A new chatbot aimed at the diverse Indian audience is currently in the works. A research group backed by Microsoft and Infosys co-founder Nandan Nilekani will using generative AI capabilities (like ChatGPT) to make information about government schemes accessible in multiple languages.
The AI chatbot is called Jugalbandi and uses language models from government-backed AI4Bharat, supported by Microsoft's Azure OpenAI service.
What can Jugalbandi do?
The Jugalbandi chatbot is named after a performance in Indian classical music that represents a duet between two solo musicians.

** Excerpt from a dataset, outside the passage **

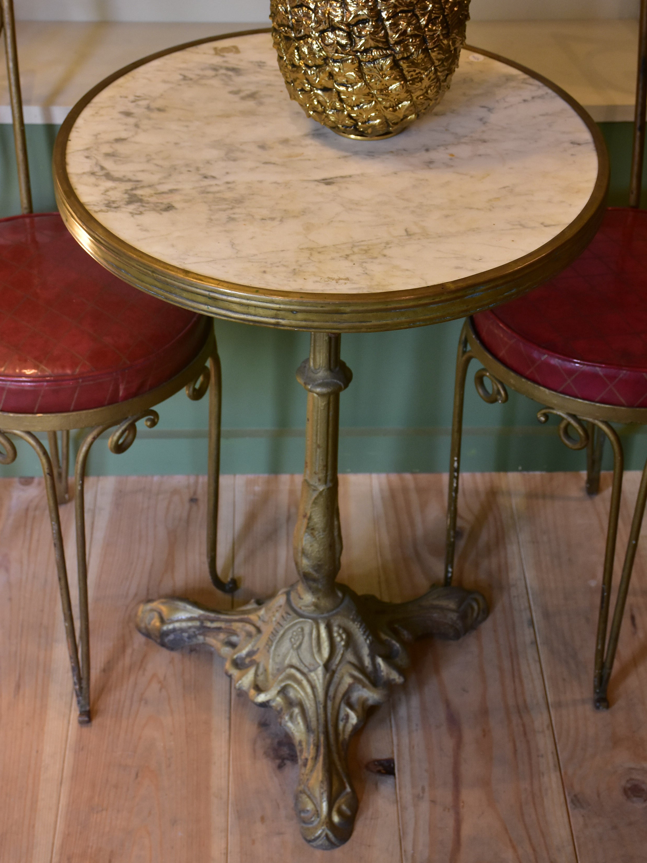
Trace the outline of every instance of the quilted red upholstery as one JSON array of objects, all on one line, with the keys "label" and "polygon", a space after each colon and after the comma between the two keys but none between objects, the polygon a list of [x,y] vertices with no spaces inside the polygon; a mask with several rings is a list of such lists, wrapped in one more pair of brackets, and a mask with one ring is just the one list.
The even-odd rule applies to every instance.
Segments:
[{"label": "quilted red upholstery", "polygon": [[501,362],[555,392],[647,406],[647,211],[606,211],[593,243],[536,290],[474,317]]},{"label": "quilted red upholstery", "polygon": [[196,356],[210,319],[108,273],[58,213],[0,219],[0,411],[125,401]]}]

According to Reuters, the Jugalbandi chatbot will be able to operate on Meta-owned WhatsApp messaging services.
Jugalbandi will be able to understand questions in 10 Indian languages and will be able to retrieve information written in English on government websites and translate it to the local language of the user's choice.
"I tested this when I visited India recently and I had two realisations. First, that we can build things can make a difference to 8 billion people and not just a small group of people. And, this diffusion will be able to take place in just days and weeks rather than years and centuries. With this we also ensure protection of fundamental right," said Microsoft CEO Satya Nadella during his keynote address while introducing Jugalbandi.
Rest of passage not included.